Por: Manuela Guerra
El Festival Internacional de Teatro de Manizales recibió en su más reciente edición una de las apuestas artísticas más ambiciosas y simbólicas: Botero – El Ballet, una creación del Ballet Metropolitano de Medellín con coreografía de la colombo-belga Annabelle López Ochoa, música original de Juan Pablo Acosta y diseño visual de Diana Echandía. Esta obra busca trasladar a la danza el icónico universo plástico del Boterismo desde una interpretación emocional y simbólica.
Desde el inicio, la propuesta se anuncia como una metáfora del proceso creativo de Fernando. Una gran esfera verde que evoca tanto una manzana como un guiño a las formas infladas del maestro. A partir de ahí, la danza se convierte en el medio para explorar lo que Botero pintó y esculpió durante toda su vida: personajes con proporciones anchas, cotidianidad y el reflejo de testimonios y críticas políticas.

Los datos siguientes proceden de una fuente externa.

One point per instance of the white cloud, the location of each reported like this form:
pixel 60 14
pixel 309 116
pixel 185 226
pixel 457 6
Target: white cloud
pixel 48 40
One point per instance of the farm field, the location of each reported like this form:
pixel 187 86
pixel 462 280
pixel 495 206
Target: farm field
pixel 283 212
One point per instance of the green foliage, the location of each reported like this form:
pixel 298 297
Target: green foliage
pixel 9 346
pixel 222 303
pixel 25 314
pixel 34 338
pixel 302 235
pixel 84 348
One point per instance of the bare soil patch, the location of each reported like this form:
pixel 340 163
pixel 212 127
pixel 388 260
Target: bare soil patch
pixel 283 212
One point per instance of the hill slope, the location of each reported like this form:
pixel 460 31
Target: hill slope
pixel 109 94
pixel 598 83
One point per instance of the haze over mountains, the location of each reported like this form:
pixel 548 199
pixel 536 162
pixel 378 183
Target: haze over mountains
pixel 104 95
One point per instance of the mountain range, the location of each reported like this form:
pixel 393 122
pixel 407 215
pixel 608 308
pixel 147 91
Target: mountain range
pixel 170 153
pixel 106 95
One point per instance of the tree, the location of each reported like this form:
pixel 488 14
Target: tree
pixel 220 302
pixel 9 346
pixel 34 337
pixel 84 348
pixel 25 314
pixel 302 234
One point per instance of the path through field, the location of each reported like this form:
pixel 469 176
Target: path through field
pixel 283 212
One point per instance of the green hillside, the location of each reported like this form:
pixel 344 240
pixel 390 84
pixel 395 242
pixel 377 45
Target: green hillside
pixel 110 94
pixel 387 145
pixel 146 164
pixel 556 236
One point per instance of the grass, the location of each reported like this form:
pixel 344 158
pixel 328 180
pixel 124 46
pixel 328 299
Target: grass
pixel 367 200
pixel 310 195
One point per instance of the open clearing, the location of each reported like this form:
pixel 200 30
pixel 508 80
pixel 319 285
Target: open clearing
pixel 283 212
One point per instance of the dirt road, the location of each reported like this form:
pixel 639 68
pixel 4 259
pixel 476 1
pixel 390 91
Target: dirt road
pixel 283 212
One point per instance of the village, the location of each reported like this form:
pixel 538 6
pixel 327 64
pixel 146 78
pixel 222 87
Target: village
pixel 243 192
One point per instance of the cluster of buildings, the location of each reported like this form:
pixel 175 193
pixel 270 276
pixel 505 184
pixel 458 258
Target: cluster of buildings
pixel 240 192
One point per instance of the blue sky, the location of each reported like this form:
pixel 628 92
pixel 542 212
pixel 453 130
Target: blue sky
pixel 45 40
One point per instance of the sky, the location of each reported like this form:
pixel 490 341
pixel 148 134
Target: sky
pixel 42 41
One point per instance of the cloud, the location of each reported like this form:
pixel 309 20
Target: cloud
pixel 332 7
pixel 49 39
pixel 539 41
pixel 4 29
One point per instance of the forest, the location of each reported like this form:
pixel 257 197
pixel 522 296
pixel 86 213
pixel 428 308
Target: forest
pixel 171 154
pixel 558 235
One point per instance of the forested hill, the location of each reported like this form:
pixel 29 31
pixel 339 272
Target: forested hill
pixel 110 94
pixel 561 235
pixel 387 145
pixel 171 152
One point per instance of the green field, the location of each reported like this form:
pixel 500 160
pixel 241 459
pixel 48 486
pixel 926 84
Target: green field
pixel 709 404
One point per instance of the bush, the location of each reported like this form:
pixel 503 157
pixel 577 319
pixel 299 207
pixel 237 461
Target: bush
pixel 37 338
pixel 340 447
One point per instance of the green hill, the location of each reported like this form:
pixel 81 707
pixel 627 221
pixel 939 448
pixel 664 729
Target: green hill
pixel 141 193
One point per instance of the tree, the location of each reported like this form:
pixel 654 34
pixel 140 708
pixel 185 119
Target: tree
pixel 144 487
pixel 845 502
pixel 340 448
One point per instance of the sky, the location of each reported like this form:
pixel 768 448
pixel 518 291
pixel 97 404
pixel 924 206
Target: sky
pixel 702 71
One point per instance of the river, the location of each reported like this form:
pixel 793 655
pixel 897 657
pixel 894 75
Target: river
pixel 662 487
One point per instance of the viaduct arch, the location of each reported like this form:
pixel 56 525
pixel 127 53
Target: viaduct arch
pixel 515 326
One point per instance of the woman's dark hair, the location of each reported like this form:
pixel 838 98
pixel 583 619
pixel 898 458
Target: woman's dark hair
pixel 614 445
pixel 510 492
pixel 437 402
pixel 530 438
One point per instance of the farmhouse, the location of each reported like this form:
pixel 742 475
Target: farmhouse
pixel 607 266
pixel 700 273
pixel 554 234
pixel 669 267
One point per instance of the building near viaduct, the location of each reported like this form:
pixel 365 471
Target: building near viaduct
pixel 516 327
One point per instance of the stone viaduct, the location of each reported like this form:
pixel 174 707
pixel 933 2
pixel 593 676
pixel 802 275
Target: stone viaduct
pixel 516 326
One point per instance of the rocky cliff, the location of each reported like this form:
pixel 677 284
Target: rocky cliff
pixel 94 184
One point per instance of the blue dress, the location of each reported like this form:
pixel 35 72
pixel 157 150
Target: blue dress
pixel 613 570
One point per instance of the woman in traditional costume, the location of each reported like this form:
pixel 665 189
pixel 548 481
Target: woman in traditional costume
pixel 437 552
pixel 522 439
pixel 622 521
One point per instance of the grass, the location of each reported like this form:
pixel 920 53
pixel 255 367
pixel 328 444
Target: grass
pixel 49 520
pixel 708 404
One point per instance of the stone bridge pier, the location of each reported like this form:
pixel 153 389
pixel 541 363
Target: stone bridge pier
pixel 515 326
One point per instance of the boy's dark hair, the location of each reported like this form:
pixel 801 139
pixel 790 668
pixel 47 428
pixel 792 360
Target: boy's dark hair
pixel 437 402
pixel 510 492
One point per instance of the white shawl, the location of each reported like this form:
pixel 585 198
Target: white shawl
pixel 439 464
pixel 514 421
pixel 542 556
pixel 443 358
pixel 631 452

La obra está dividida en dos actos y reúne a más de una docena de bailarines. Desfilan toreros, músicos, payasos, animales y figuras religiosas, todos construidos con un vestuario artesanal impecable que, aunque no igual, retoma las texturas y volúmenes característicos del Boterismo. Es inevitable que el espectador se sienta dentro de un cuadro, viviendo la experiencia de Fernando en carne propia, pero con el añadido de que ahora las figuras cobran vida, se mueven, se relacionan y revelan dimensiones emocionales de la vida y del proceso creativo del artista.
Uno de los aciertos más notables es su capacidad de equilibrar la belleza visual con la música y el trasfondo emocional de las creaciones. Así, Botero – El Ballet logra huir del riesgo de convertirse en un simple homenaje ilustrativo, para instalarse en el terreno de la reinterpretación y la reflexión.

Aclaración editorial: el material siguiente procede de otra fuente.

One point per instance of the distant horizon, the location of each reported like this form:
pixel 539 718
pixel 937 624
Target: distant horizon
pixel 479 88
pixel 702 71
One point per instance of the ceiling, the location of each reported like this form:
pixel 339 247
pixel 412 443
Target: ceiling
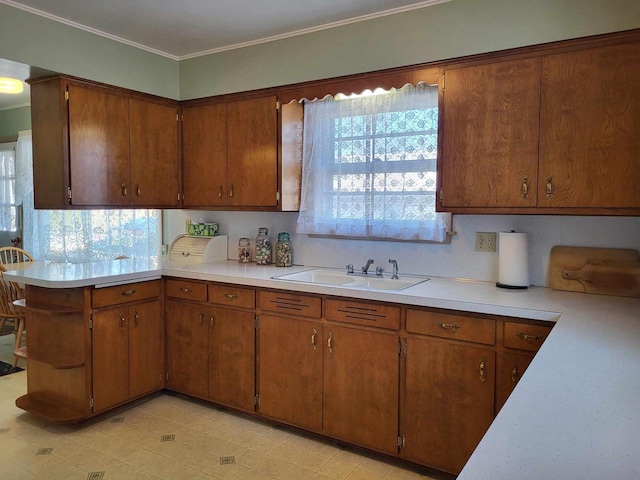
pixel 190 28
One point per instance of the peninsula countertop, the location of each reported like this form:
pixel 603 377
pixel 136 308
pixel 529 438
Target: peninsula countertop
pixel 575 414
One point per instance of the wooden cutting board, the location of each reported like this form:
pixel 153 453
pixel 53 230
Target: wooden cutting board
pixel 607 271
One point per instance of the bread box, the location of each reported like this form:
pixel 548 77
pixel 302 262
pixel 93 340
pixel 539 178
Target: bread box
pixel 199 249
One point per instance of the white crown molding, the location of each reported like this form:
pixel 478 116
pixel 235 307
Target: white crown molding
pixel 362 18
pixel 79 26
pixel 319 28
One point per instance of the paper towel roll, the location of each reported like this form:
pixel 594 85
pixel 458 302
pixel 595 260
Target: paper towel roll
pixel 513 260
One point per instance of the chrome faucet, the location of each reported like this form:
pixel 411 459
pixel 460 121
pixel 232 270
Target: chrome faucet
pixel 365 269
pixel 395 268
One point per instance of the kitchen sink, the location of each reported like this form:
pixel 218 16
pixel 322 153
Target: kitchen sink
pixel 338 278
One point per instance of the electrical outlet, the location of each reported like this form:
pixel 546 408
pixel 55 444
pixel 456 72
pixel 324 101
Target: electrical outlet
pixel 485 241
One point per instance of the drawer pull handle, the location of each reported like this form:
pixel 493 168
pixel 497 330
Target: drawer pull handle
pixel 524 336
pixel 448 326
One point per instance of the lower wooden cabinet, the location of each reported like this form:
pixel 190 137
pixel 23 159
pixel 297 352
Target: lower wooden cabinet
pixel 449 401
pixel 361 381
pixel 232 358
pixel 290 374
pixel 128 353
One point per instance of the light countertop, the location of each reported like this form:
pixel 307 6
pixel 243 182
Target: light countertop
pixel 575 413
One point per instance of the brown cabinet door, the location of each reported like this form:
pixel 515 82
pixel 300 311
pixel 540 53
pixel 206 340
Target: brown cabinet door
pixel 290 375
pixel 511 366
pixel 449 401
pixel 146 348
pixel 98 148
pixel 187 347
pixel 232 358
pixel 361 387
pixel 589 124
pixel 204 155
pixel 252 152
pixel 489 134
pixel 154 154
pixel 110 357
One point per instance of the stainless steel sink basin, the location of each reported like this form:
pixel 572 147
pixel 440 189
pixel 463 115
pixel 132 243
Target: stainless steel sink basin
pixel 338 278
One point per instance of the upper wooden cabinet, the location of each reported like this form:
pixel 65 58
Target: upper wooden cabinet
pixel 96 146
pixel 553 131
pixel 230 154
pixel 589 124
pixel 489 135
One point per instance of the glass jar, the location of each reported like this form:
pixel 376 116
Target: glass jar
pixel 284 250
pixel 244 250
pixel 263 247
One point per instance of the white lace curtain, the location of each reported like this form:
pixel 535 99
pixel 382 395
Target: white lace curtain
pixel 369 166
pixel 80 235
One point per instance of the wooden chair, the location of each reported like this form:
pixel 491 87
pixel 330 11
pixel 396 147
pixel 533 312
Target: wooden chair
pixel 10 314
pixel 12 317
pixel 10 255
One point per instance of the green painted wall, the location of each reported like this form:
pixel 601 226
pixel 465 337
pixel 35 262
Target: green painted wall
pixel 448 30
pixel 39 42
pixel 14 120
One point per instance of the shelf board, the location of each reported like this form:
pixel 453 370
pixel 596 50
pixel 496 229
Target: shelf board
pixel 48 408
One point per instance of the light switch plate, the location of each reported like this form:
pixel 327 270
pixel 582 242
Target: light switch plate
pixel 485 241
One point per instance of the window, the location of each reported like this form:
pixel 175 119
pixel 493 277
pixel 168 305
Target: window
pixel 8 208
pixel 369 166
pixel 81 235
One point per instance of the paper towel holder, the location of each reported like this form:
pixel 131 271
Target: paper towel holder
pixel 515 286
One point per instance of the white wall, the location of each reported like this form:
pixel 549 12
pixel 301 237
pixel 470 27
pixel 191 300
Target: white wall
pixel 458 259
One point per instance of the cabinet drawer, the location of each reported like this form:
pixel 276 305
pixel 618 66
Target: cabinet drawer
pixel 187 290
pixel 131 292
pixel 362 313
pixel 457 327
pixel 524 336
pixel 232 296
pixel 291 303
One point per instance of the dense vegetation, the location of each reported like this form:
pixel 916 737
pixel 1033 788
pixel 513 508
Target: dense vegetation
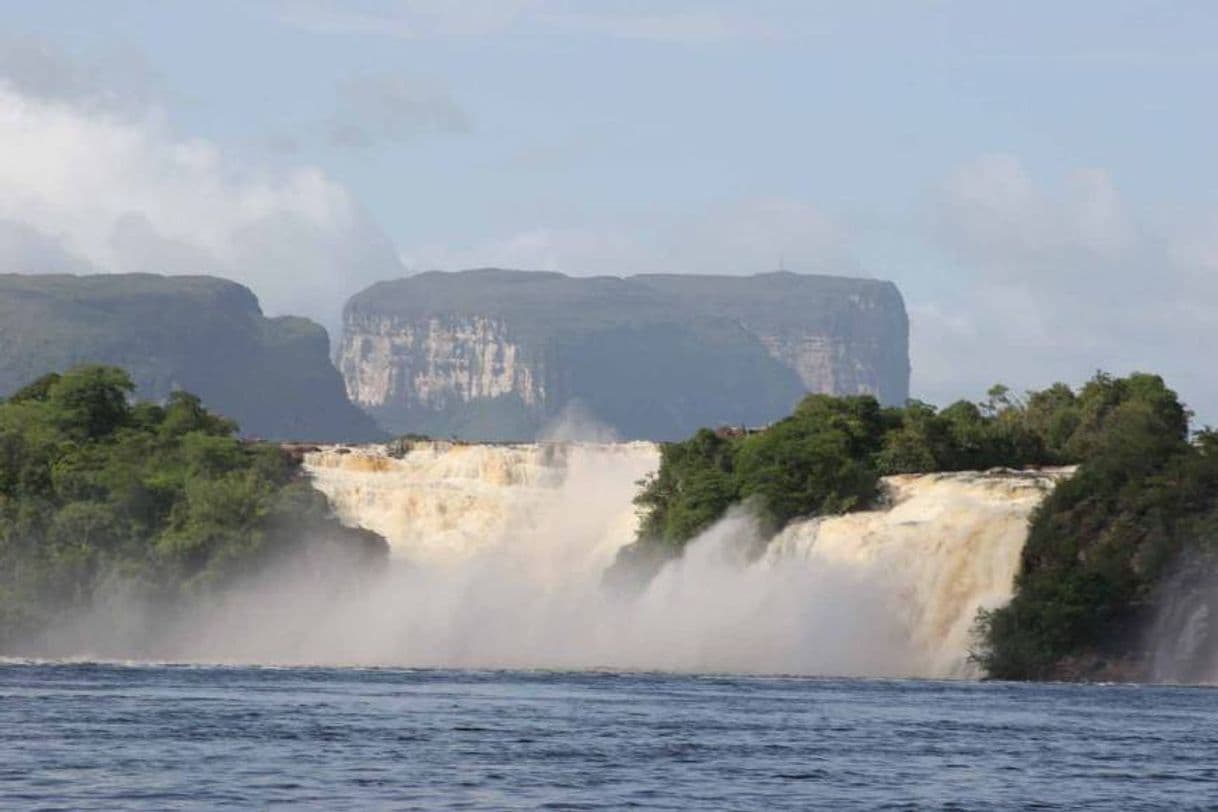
pixel 201 334
pixel 1144 494
pixel 98 491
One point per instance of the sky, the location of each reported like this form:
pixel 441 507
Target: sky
pixel 1038 178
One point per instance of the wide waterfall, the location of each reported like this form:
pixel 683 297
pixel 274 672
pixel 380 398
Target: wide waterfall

La introducción de La Mosca como un personaje significativo en la vida del maestro es tan acertada como hermosa, su presencia y ejecución implica no solo complicidad y compañía, sino, el gran poder conceptual y profesional de la obra. Ambos pertenecientes a un mismo universo, bailan al compás y viven juntos las gracias y desgracias.
En escenas como la del “circo”, la obra juega con lo festivo y colorido, pero deja entrever la fragilidad y profundidad de los personajes. En otras, como la que evoca a “Pedrito”, hijo fallecido del artista, la danza se torna íntima, casi confesional, y permite acceder a un Botero más humano, atravesado por el dolor y la memoria.

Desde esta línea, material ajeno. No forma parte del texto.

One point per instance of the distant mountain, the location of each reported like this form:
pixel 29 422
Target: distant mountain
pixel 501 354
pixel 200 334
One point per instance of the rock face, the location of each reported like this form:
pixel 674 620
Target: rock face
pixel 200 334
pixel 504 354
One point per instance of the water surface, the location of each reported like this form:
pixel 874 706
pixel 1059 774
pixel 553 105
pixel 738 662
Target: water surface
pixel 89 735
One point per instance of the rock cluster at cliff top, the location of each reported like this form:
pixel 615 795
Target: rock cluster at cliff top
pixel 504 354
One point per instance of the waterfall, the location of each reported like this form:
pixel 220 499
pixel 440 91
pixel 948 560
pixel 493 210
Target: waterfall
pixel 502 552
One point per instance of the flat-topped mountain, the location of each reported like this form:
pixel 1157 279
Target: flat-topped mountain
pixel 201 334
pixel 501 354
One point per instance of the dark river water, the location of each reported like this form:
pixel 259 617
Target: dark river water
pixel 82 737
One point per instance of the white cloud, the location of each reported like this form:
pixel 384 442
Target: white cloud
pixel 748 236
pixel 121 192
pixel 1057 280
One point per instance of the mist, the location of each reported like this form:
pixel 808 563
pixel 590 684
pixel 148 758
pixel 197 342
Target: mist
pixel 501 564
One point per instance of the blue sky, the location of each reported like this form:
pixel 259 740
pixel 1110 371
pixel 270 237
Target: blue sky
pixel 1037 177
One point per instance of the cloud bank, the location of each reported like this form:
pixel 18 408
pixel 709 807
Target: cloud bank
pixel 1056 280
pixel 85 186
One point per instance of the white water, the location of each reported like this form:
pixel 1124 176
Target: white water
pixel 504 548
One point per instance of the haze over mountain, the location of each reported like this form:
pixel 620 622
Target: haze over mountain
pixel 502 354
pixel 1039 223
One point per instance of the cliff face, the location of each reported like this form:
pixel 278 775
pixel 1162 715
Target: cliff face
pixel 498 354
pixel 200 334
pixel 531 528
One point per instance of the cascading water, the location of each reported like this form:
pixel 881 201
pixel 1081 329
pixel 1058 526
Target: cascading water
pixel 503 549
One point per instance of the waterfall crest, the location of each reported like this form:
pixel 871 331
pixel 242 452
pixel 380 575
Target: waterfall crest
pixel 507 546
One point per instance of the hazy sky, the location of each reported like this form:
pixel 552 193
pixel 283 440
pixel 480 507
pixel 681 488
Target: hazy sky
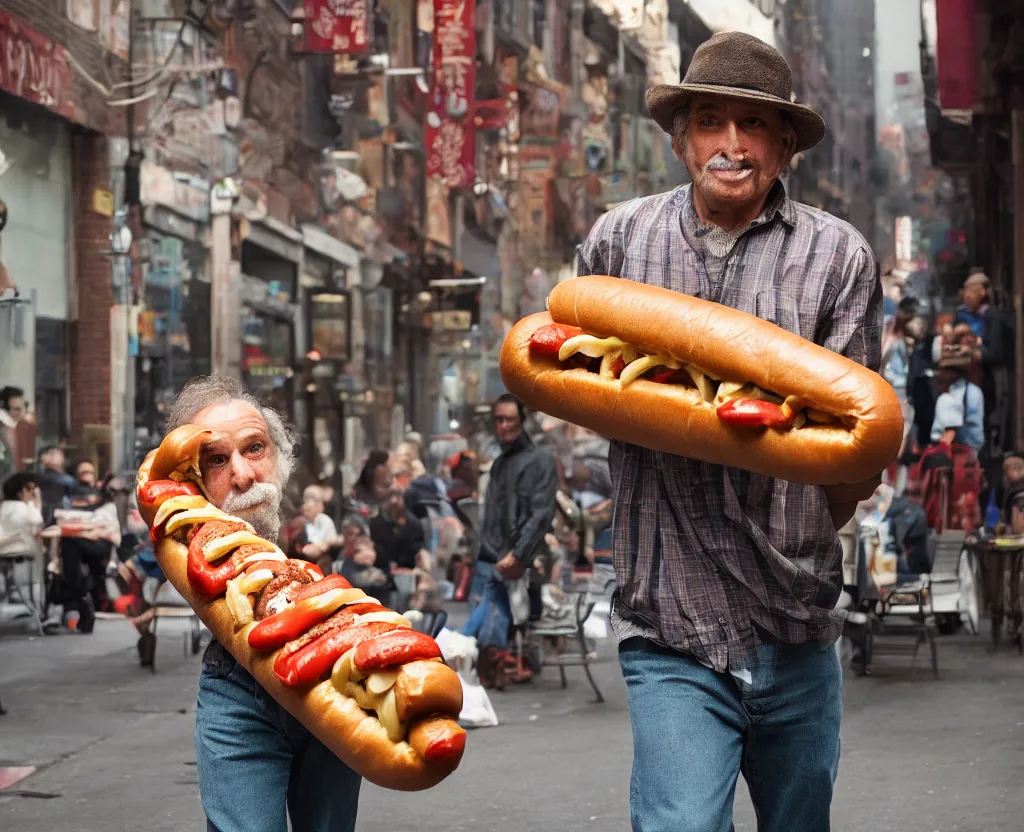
pixel 897 28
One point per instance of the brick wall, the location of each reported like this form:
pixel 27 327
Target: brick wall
pixel 90 340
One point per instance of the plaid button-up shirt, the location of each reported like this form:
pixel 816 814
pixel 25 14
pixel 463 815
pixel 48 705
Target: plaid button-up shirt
pixel 714 560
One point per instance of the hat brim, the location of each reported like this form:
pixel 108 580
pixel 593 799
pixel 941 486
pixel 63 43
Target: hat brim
pixel 667 99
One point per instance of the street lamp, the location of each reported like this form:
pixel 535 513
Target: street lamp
pixel 121 241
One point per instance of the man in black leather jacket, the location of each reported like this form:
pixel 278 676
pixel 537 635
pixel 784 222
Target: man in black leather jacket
pixel 518 507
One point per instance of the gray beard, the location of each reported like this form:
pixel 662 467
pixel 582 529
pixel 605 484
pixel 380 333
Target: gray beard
pixel 260 506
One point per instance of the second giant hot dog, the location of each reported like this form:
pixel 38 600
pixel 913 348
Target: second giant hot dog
pixel 372 690
pixel 677 374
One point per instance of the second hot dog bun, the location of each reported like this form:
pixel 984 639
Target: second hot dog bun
pixel 726 344
pixel 357 738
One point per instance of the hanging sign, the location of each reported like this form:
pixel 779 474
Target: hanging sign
pixel 450 132
pixel 35 68
pixel 342 27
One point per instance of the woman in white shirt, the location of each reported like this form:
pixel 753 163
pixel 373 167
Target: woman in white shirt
pixel 20 515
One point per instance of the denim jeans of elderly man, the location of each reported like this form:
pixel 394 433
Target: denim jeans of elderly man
pixel 280 763
pixel 489 608
pixel 695 731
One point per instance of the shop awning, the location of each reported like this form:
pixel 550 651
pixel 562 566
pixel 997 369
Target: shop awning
pixel 315 239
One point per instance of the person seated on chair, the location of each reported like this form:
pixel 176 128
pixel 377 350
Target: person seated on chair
pixel 54 483
pixel 321 536
pixel 86 547
pixel 20 515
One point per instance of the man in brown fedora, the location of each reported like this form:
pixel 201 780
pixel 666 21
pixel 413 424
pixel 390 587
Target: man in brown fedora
pixel 728 581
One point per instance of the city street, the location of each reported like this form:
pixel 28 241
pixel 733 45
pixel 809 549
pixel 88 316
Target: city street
pixel 113 747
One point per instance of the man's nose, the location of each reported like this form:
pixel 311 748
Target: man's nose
pixel 732 138
pixel 243 475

La música de Juan Pablo Acosta cumple un rol fundamental: no es solo un acompañamiento, sino un tejido que mezcla ritmos potenciando la plasticidad del movimiento. En diálogo con la coreografía permite que los cuerpos transmitan tanto ligereza como densidad dramática. Las gotas de sudor de los bailares reflejan el esfuerzo puesto en el escenario, y de cierta forma, la dedicación de Botero en todas sus creaciones.
El resultado es un bello y apasionante lenguaje híbrido que te hace querer encapsular el baile para repetirlo uno y otra vez. En términos visuales, el diseño de Echandía convierte el escenario en un lienzo viviente. Los trajes no buscan imitar literalmente las formas voluminosas, sino sugerirlas mediante cortes, accesorios, máscaras y materiales que generan sensación de densidad y exageración. Los marcos en movimiento en conjunto con la iluminación, crean el efecto de un espacio inmersivo que envuelve al espectador.
Esta reinterpretación del artista y su concepto nos deja experimentar y entender la otra cara de la moneda, no solo el arte físico y tangible, sino la sensibilidad y dedicación que acarreaba su creador. “Porque yo quiero morirme pintando”, “porque lo triste de morirse es no pintar”. Esto se nos revela en la personalidad dada a las pinturas: en el contra monumento del pájaro herido y el pájaro de la paz, que resignificaron no solo la violencia en Colombia, sino la dualidad misma en la vida personal de Fernando.
Al terminar la función, queda la sensación de haber presenciado un encuentro emocional entre disciplinas: la plástica, la música, la danza y el teatro que dialogan en igualdad, sin que ninguna se imponga sobre la otra.
Así, la obra del Ballet Metropolitano no solo rinde homenaje a Fernando Botero, sino que abre nuevas preguntas: ¿cómo se traduce la esencia de un estilo a otro lenguaje? ¿cómo dialoga la memoria y la experiencia de un artista con sus creaciones? En esas preguntas, más que en las respuestas, radica la verdadera fuerza de esta propuesta en el FITM.